|Schedule:||View OpenMPCon 2015 Program|
|Abstract:||OpenMP directives remain one of the most popular ways to express shared memory multi-threaded parallelism. Fork-join work sharing constructs are simple to use and permit the incremental introduction of data parallelism. As a result the OpenMP language is widely used in application domains such as scientific computing, computer-aided design and engineering. However, the easy introduction of parallelism does not mean that the user can ignore parallel performance inefficiencies such as load imbalance or overhead on work scheduling.
This talk will present what we have been doing in Intel ® VTune™ Amplifier XE to support OpenMP performance analysis that shows the results in terms of the OpenMP constructs that the programmer operates with, rather than offering general tuning paradigms that can confuse OpenMP programmers rather than helping them understand the real problems in their code.In the case if a performance tool shows performance related information associated with functions/loops in a bottom-up or top-down style a customer can lose the parallel region/parallel loop context of the pragmas that they had inserted. Without that context understanding inefficiencies like imbalance or overhead on parallel work organizing or scheduling becomes hard without complicated additional analysis.
One of the reasons why OpenMP has significant market share is its simple and incremental approach to the introduction of parallelism.

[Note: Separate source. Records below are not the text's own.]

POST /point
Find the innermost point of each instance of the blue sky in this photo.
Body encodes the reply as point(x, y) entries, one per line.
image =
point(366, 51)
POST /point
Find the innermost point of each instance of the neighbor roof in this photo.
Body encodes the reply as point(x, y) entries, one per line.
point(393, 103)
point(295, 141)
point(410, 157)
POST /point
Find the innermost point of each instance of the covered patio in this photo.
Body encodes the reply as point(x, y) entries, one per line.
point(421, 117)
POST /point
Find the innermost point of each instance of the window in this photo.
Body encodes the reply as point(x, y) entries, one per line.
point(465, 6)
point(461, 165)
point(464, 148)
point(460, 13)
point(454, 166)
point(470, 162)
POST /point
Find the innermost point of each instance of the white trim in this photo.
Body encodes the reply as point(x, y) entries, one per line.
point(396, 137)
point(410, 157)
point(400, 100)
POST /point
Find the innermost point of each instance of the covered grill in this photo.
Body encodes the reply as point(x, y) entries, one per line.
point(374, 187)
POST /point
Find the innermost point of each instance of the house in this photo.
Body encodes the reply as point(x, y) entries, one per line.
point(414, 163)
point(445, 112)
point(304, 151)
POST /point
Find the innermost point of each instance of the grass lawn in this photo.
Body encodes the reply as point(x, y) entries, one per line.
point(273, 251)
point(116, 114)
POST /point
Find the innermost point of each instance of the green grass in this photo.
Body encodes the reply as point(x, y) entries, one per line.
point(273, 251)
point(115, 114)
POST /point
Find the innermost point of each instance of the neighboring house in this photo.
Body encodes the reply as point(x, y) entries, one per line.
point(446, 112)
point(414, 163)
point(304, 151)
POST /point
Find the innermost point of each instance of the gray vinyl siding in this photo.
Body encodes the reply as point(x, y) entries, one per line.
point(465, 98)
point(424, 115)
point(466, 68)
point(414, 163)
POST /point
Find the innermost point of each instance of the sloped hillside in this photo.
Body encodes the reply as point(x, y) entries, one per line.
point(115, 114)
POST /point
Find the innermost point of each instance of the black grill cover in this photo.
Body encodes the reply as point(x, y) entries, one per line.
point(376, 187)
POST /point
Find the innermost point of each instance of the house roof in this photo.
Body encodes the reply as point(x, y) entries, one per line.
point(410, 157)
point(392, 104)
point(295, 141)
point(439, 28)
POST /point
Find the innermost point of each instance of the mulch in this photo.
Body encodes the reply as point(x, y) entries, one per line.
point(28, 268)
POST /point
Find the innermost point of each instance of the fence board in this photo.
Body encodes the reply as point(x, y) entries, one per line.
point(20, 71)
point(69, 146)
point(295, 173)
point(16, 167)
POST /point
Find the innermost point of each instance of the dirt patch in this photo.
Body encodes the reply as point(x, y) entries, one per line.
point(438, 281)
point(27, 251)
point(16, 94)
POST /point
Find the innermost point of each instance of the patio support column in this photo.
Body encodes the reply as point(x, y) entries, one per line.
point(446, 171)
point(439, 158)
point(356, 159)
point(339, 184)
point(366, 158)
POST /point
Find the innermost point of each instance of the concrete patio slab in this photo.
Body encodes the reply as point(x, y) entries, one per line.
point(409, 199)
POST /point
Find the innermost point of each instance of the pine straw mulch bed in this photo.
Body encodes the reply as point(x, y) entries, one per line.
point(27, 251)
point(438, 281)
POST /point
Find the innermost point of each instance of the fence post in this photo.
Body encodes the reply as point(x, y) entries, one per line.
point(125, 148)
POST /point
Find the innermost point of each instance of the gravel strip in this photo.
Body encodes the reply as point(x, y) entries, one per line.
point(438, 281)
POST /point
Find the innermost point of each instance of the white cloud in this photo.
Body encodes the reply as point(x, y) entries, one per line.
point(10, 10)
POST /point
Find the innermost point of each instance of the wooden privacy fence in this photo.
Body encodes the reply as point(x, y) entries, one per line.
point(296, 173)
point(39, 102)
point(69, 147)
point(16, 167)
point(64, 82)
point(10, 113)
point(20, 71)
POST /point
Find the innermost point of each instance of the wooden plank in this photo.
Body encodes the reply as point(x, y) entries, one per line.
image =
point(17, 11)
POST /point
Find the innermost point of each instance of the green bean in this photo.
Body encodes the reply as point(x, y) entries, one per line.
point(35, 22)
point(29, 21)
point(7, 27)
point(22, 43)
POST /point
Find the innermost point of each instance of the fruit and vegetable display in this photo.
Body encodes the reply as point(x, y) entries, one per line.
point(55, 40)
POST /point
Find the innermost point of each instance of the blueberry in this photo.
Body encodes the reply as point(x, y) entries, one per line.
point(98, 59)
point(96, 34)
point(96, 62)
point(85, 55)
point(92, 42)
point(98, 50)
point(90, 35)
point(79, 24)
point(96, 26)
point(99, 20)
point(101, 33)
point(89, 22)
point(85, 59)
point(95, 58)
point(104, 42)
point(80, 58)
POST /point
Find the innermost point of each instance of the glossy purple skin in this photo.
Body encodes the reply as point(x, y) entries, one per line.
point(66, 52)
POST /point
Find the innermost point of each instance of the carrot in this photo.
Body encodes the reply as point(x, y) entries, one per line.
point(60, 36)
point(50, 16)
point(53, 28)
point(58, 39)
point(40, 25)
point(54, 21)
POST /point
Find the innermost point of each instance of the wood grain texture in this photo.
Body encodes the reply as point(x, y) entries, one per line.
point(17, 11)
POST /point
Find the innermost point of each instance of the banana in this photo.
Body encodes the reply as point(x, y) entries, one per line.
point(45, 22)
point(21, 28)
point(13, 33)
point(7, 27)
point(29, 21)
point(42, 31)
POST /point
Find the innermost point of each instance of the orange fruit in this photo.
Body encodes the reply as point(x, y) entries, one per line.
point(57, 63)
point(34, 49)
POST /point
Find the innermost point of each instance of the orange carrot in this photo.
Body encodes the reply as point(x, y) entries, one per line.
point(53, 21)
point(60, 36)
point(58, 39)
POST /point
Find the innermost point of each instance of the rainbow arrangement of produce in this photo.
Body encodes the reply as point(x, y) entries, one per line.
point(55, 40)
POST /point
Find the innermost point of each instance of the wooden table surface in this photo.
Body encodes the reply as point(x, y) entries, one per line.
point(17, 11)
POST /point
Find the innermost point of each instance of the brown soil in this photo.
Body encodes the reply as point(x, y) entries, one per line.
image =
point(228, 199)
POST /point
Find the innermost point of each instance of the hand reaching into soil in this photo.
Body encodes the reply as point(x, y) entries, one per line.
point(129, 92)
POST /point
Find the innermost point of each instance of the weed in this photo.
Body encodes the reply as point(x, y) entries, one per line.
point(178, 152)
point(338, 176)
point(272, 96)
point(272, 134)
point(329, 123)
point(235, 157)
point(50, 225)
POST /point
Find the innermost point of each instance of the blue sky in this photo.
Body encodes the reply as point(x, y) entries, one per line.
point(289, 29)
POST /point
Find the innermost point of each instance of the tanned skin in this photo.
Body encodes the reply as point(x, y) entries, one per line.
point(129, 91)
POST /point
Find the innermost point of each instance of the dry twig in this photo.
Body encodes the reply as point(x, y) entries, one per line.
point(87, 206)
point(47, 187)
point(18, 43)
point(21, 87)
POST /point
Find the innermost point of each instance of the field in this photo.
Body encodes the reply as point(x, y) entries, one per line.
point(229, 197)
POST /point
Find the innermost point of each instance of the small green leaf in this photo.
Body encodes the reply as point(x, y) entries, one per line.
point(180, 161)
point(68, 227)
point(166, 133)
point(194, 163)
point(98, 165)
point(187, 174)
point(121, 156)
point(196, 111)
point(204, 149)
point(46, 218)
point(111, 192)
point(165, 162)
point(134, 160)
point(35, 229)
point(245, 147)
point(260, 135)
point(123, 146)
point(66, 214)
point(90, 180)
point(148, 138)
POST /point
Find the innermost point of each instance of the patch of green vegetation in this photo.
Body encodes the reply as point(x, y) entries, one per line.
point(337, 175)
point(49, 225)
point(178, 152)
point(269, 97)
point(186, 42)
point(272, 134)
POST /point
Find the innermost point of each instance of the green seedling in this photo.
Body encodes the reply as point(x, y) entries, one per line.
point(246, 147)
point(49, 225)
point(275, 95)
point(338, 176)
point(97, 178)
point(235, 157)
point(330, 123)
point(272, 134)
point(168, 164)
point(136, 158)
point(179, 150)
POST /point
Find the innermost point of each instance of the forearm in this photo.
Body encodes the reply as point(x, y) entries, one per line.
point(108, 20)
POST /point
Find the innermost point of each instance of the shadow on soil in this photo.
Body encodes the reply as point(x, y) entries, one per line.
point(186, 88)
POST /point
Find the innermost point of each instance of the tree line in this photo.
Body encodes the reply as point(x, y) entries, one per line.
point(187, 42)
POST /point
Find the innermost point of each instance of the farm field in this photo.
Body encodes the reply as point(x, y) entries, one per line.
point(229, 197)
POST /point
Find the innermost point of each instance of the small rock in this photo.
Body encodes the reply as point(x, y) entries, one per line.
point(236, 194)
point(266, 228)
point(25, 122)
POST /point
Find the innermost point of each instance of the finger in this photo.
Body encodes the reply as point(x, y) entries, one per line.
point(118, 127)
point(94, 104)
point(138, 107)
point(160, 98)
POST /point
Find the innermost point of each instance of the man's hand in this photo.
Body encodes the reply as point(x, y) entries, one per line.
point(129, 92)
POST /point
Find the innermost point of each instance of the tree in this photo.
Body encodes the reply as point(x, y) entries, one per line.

Experience shows us that customers have the same expectations from performance tools, – “show me how much of the wall time of my application is parallelized, how well it is parallelized, what constructs are inefficient and what I can do to fix them quickly”.
The Intel® VTune™ Amplifier XE performance analysis tool and Intel® OpenMP Runtime teams have been working to answers the customer’s questions above in terms of OpenMP constructs. The combination of notifications from the OpenMP library and sampling data from VTune Amplifier XE collectors allow to calculate and show the parallel and serial (outside of any region) time of an application, the difference between measured and ideal execution of a parallel region, what are the reasons of the difference, statistics broken down by work-sharing constructs inside a parallel region, per region CPU utilization histograms. Based on this information a user can more easily understand where to invest their tuning effort knowing how much gain in application wall time they can theoretically achieve by fixing each problem. The OpenMP analysis of a compute node in Intel® VTune™ Amplifier XE is scaled for MPI + OpenMP hybrid programming model case with per-rank metrics available.